How Achieve Your Dream Physique
Shape Singapore|February 2019

Instead of drawing focus to numbers on the scale, shimmy yourself to the mirror, study your frame and have a go at these targeted exercises to achieve your dream physique.

Peh Yi Wen
How Achieve Your Dream Physique

We come in all shapes and sizes and no two bodies are exactly alike – where fat tends to accumulate contributes to our resulting body shape. Apple-shaped ladies, for instance, gain weight easily at their waistlines, while those who are pear-shaped are likely to store fat on their hips and thighs. While we can’t control nature, what we can do is tailor our workouts accordingly.

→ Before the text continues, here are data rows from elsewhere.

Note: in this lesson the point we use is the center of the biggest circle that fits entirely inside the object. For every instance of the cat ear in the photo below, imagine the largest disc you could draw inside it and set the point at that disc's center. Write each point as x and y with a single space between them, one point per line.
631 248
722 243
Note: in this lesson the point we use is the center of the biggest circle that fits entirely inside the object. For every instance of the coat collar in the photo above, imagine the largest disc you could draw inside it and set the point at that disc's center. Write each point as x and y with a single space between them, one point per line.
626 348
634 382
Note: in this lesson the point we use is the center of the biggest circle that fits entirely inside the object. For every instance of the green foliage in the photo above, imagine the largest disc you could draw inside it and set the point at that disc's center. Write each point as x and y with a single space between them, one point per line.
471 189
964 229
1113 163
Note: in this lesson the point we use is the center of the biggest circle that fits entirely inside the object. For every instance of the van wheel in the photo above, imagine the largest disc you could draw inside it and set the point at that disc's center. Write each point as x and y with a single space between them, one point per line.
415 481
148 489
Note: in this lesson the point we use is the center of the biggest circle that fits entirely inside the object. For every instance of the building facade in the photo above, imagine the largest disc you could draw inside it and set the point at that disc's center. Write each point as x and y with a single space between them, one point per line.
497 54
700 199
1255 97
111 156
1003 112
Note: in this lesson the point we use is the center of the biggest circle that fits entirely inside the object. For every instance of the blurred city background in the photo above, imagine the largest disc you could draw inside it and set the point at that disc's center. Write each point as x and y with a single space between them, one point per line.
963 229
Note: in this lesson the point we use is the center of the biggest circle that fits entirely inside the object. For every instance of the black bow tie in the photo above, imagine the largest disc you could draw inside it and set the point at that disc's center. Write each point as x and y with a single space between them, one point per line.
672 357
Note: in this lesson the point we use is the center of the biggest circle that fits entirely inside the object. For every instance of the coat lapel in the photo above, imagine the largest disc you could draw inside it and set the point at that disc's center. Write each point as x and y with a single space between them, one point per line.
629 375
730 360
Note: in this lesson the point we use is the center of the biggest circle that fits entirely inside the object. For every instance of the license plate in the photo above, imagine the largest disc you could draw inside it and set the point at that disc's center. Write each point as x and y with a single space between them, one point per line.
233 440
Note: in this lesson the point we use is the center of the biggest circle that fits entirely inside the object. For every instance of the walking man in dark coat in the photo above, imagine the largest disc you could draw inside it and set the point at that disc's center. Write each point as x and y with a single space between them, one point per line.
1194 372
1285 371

For that, we got Chung Tze Khit, managing director of Gold’s Gym Singapore & master trainer for National Council on Strength and Fitness, to recommend effective exercises to tone and tighten common trouble zones of each body shape. These strength-training moves can be done using just your body weight, a pair of dumbbells or any household object such as filled water bottles and canned goods.

Your body shape is…

STRAIGHT

Your shoulders, waist and hips are approximately of the same width with no obvious curves to your figure. Aim to build broader shoulders, a stronger chest, and curvier hips.

TARGET: SHOULDERS

Side lateral raises help to build stronger and more defined shoulders, while giving you increased shoulder mobility. Start with moderately light weights and raise your arms straight out from your sides to shoulder level.

TARGET: CHEST

Dumbbell flat presses give your upper and lower pectorals an even workout. Lie on your back with feet flat on the floor and a dumbbell in each hand. Rest your elbows on the ground before thrusting them up toward the ceiling, lowering with control.

TARGET: HIPS AND THIGHS

Squats aren’t just great for spot-toning your hips, butt and thighs, but your entire body too. It helps create an anabolic environment, which keeps your metabolism high and burns even more fat.